I’ve not written much about genetically modified organisms in the nearly four years The Hump of the Camel has been in existence. This is partly because, for several years until recently, it was a non-issue in Britain, having been put on the back-burner by public outcry. And it’s partly because, although I’ve been disquieted about its risks myself, a number of benevolent and wise people have supported it.
For example, our own Sy Garte has several sympathetic pages on the subject in his book, Where We Stand. And yesterday I found an interview with Sir Ghillean Prance, who is both a noted conservationist and a Christian, saying that he saw no problem with adapting plants in this way, though he did have objections to the big businesses making fortunes out of it. Hold on to that last comment for the moment.
In fact, amongst the liberal and scientific establishment it’s been presented as the only enlightened and moral way to feed the world against the immoral Luddite ignorance of reactionaries who oppose it. I sympathise with that aim, and can scarcely claim to have distanced myself from genetic engineering in the last years of my medical career – it saves lives. I certainly have no truck with those who thought that genetically-engineered crops would poison them.
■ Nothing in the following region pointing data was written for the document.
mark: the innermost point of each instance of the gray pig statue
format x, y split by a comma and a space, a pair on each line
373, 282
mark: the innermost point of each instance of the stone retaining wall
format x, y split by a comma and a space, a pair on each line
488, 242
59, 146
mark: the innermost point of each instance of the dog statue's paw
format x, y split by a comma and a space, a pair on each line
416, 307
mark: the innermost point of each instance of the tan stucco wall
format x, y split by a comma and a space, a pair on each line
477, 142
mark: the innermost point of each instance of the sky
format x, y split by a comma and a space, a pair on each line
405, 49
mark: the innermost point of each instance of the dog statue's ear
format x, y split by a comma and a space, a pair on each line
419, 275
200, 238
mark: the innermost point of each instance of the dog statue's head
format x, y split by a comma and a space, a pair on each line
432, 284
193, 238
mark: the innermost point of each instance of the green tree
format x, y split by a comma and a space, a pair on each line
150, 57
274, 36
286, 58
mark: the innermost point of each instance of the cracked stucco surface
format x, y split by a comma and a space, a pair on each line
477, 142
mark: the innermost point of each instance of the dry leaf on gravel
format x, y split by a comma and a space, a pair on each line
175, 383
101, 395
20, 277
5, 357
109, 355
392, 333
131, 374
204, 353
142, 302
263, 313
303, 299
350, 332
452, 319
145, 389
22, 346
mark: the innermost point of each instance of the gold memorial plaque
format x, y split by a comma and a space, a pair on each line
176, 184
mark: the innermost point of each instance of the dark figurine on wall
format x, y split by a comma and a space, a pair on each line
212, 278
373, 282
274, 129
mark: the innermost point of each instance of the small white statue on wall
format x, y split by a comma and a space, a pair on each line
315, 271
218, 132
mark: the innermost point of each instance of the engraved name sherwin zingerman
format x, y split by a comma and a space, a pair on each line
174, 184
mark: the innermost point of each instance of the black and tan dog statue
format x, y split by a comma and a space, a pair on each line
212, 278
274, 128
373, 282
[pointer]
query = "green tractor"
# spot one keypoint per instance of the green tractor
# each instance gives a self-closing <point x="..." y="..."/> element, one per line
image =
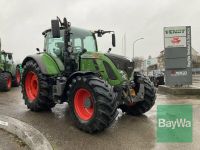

My problem has been that I’m not convinced by the reassurances that GM does only what selective breeding has been doing since the Neolithic. That assumes a certain view of the nature of both processes – and that view is a thoroughly genocentric one. If organisms are really nothing more than gene-perpetuation machines, then the genome is a linear code that, essentially, is modified piecemeal over the generations. If the mindset is still “one gene, one protein, one trait”, then shoving in ones own chosen gene complex is simply a more efficient way of altering a trait than breeding for it.
The confidence comes from being quite certain that we now understand most of what we need to know about the science of life – in other words it’s a manifestation of that “Anglo-Saxon” Neodarwinian monoculture we all know and love. But there is a difference – if the Neodarwinian paradigm should turn out to be deficient in describing biological origins, academic jobs will be at stake, schoolbooks will have to stop talking about giraffe-necks, and TEs may have to backtrack on their particular brand of faith-science synthesis. But if it’s deficient in the matter of genetic engineering, its hubris could cause planetary disaster.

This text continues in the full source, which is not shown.